The collection features 64 New Patches for Synthwave, Synthpop & Italo Disco. It offers not just a demo of the sound library – but a demonstration of the range of possibilities of the classic Roland synths.
The demo includes ‘a bit of external reverb on some of the sounds. No external chorus has been used, it’s all the internal chorus of the Alpha Juno.’
The patch library is available now for £8.99.

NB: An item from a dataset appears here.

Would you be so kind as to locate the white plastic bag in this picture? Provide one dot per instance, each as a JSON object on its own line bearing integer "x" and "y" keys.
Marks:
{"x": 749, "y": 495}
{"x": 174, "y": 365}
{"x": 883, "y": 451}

This range of Junos seems pretty modest, but they’re some of the best synth-glue you could ask for in making any sound fuller without stepping on it. The Juno-2 has velocity and mono pressure on-board; the MKS-50 and Juno-1 will respond to velocity data from outside gear. The hardware is 30-odd years old now, so even Roland’s tough builds will eventually crater. If you’re wary of vintage pieces, you can get a nice, beefed-up software version for about $80 from Audiorealism here: https://www.synthtopia.com/content/2014/06/10/audiorealism-redominator-brings-roland-alpha-juno-sound-to-your-daw/
Nah man that crap redominator cant even come close to the real thing, tried to tweak it so much when compared to the hardware, its really lame vst, maybe roland makes their proper cloud vst like 106, also alpha junos are most stable vintage synth out of all vintage analog rolands
I played the hell out of my Juno-1 for years, so I’m a serious fan. I haven’t needed the ReDominator, so I can’t say what kind of trade-off it might include. I like the expanded aspects, regardless. In my experience, some software recreations DO miss the mark, but most are surprisingly close. The software version may work better for some, but if you can land an actual Alpha Juno, don’t dismiss the idea casually.
The patches sound very good, the pads in particular.